In a rare moment of collusion, several colleagues and I chatted this morning about the state of our industry. Structure, people, education and other resources came into play as we swiftly put the world to rights; standard Friday morning fare, really. Without needing to know which industry it is you will nevertheless recognise the symptoms:
Massive waste as projects are embarked on with no chance of success (everybody on the ground floor knows this.) A complete failure to consult the people who eventually must carry out these grand designs, which are inevitably abandoned at some late stage in proceedings. (Everybody on the ground floor could have told them this) Apprentice schemes that completely fail to meet the needs of the industry, which is more, and better quality people on the ground floor.

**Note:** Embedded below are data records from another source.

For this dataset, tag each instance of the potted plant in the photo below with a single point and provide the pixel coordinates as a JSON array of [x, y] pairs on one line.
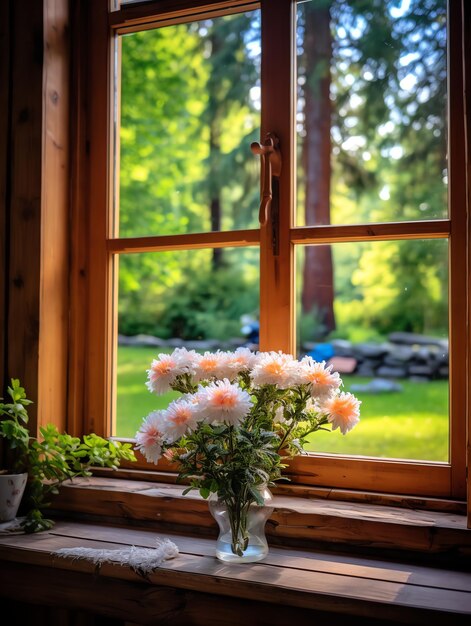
[[38, 466]]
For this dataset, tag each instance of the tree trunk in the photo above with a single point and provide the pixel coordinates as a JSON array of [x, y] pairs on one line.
[[214, 149], [318, 289]]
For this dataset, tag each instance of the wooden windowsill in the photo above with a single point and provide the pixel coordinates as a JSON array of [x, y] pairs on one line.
[[307, 522], [290, 585]]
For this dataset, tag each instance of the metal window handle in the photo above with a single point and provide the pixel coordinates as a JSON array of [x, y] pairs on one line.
[[270, 154]]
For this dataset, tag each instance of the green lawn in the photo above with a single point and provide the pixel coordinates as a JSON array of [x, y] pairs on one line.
[[412, 424]]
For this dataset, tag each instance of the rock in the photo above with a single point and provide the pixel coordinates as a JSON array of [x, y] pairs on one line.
[[176, 342], [141, 340], [201, 344], [392, 372], [411, 339], [342, 347], [343, 364], [371, 349], [401, 353], [365, 370], [377, 385], [421, 370]]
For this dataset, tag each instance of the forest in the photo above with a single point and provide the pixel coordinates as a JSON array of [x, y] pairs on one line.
[[371, 147]]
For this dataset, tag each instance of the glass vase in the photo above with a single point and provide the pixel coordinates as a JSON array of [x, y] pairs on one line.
[[241, 524]]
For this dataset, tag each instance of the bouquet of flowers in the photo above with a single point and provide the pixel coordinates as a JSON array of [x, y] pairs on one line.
[[241, 414]]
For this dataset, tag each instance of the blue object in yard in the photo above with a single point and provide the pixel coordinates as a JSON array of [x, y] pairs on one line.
[[251, 330], [322, 352]]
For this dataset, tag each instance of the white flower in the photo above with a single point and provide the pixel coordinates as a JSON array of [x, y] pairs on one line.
[[211, 365], [274, 368], [222, 401], [149, 437], [163, 372], [321, 380], [280, 416], [343, 411], [181, 417]]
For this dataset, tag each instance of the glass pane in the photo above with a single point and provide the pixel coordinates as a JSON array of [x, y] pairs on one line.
[[371, 119], [190, 107], [378, 313], [198, 299]]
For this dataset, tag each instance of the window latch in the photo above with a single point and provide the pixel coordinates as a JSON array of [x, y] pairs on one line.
[[270, 155]]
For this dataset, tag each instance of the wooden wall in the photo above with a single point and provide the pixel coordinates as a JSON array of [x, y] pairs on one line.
[[34, 201]]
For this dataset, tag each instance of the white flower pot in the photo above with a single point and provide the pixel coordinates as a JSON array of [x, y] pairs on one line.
[[12, 487]]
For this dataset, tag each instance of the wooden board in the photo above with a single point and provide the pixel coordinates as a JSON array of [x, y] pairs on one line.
[[295, 521], [312, 581]]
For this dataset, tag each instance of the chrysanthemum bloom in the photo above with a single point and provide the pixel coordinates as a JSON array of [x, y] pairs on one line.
[[279, 417], [186, 358], [222, 401], [180, 418], [343, 411], [211, 365], [274, 368], [322, 381], [149, 437], [163, 372]]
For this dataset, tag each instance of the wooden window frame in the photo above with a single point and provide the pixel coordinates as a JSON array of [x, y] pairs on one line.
[[92, 362]]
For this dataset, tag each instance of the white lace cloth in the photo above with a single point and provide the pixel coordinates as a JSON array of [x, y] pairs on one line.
[[141, 560]]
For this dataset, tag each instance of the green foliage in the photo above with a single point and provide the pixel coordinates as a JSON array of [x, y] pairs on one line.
[[51, 459], [412, 424]]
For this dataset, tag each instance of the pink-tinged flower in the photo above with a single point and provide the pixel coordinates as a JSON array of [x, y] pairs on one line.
[[343, 411], [181, 417], [222, 401], [211, 365], [163, 372], [149, 437], [279, 417], [186, 358], [321, 380], [274, 368]]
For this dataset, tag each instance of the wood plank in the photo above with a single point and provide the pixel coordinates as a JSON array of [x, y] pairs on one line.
[[130, 18], [54, 259], [466, 35], [277, 271], [295, 559], [134, 472], [295, 521], [370, 474], [152, 604], [4, 170], [79, 223], [97, 406], [297, 587], [459, 280], [367, 232], [221, 239], [25, 205]]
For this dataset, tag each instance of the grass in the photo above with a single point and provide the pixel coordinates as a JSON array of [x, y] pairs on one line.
[[412, 424]]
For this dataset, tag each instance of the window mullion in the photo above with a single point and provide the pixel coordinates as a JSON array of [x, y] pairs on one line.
[[277, 329]]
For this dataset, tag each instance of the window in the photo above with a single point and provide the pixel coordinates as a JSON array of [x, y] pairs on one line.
[[371, 236]]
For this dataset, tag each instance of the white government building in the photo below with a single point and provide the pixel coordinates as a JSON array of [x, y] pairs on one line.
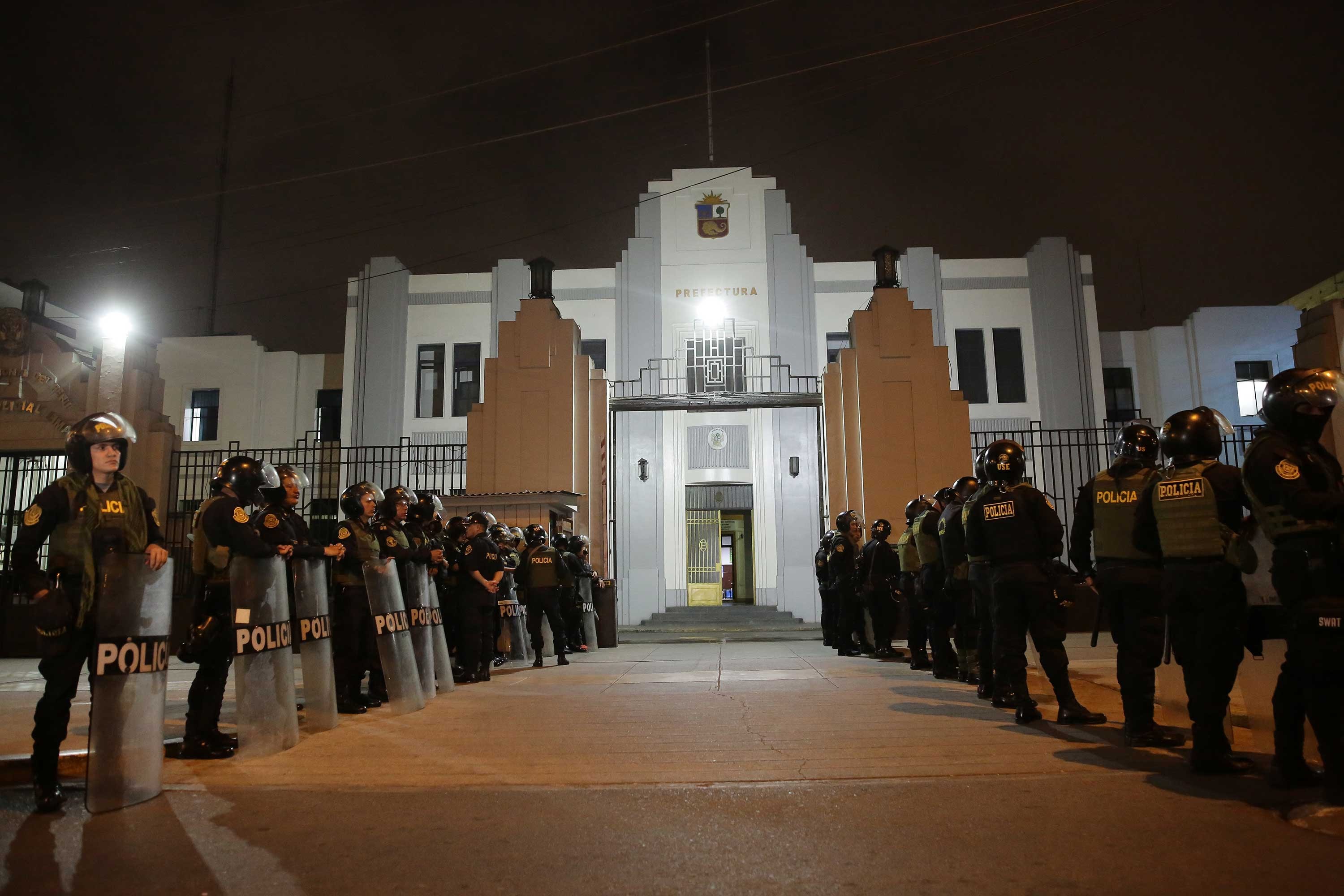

Enormous salaries are paid to consultants and industry bigwigs who have abandoned honour and contact with the grass roots to climb the greasy pole to self-aggrandisement. Theirs is a world of meetings and self-congratulatory conferences and award ceremonies as they slap each other on the back even as they burn £100 notes. Like most forms of governance the bureaucracy itself soon displaces the original purpose. Once that promotional ladder has been ascended, they live as if in the halls of Valhalla, glibly making pronouncements which affect the daily lives of millions.
A classic symptom of this kind of thinking is the new boss who wants the entire workforce to do things they have been doing for years, but differently. And I’m not talking about paradigm shifts in client-contractor relationships, or customer-facing skills. Nor am I talking about the introduction of new and better technologies, systems or approaches. It could be as simple and pointless as making everybody fill in a form which achieves nothing and is simply filed away forever, to be shredded at some far distant date. You’ve all been there.
Of course, nobody is suggesting that all industries become collectives, seeking shop-floor approval at every turn – we don’t want to go back to the sixties and seventies, now, do we? But at some tipping point the move away from consultation and cooperation will have dire consequences. It really can’t carry on like this forever; please say it can’t.
Globalised business operates on the Ponzi-like system that more and more lower-paid operatives, churning out more and more product achieves profits based solely on economies of scale. But the recipients of those slim pay packets can’t afford the product and the displaced workers the products are aimed at are no longer employed. Ultimately the companies are not valued at what they are worth in any material sense, but merely as what they – and their handful of grossly overpaid figureheads - are perceived to be worth. Today.
Tomorrow, the market sentiment changes and the whole lot crumbles. Market leaders disappear into financial statistics and the same old money men - the people selling blankets and shovels to the globalist gold rush - become that little bit richer. And those who used to be the bedrock of industry, the skilled workers, are back on their arses again. Little wonder then, that those who can, move into positions of influence, and away from positions of productivity. By those who can, I definitely do not mean the best of the workforce, because it seems a dreary predictability that those with the least amount of utility at the bench are destined for stardom on the board.
The old adage: those who can, do; those who can’t teach is all too often augmented nowadays by the knowing punchline “…and those who can’t teach, manage”. The world will not be shaped anew by the Elon Musks and the Jeff Bezoses, nor by the lofty forums involved in world economics. The answers aren’t with the demagogues but with those of us who do… and those of us who teach how to do. Most of us already see the greasy pole climbers for the vainglorious popinjays they are and reject their abstract indulgences. One day, maybe, we all will.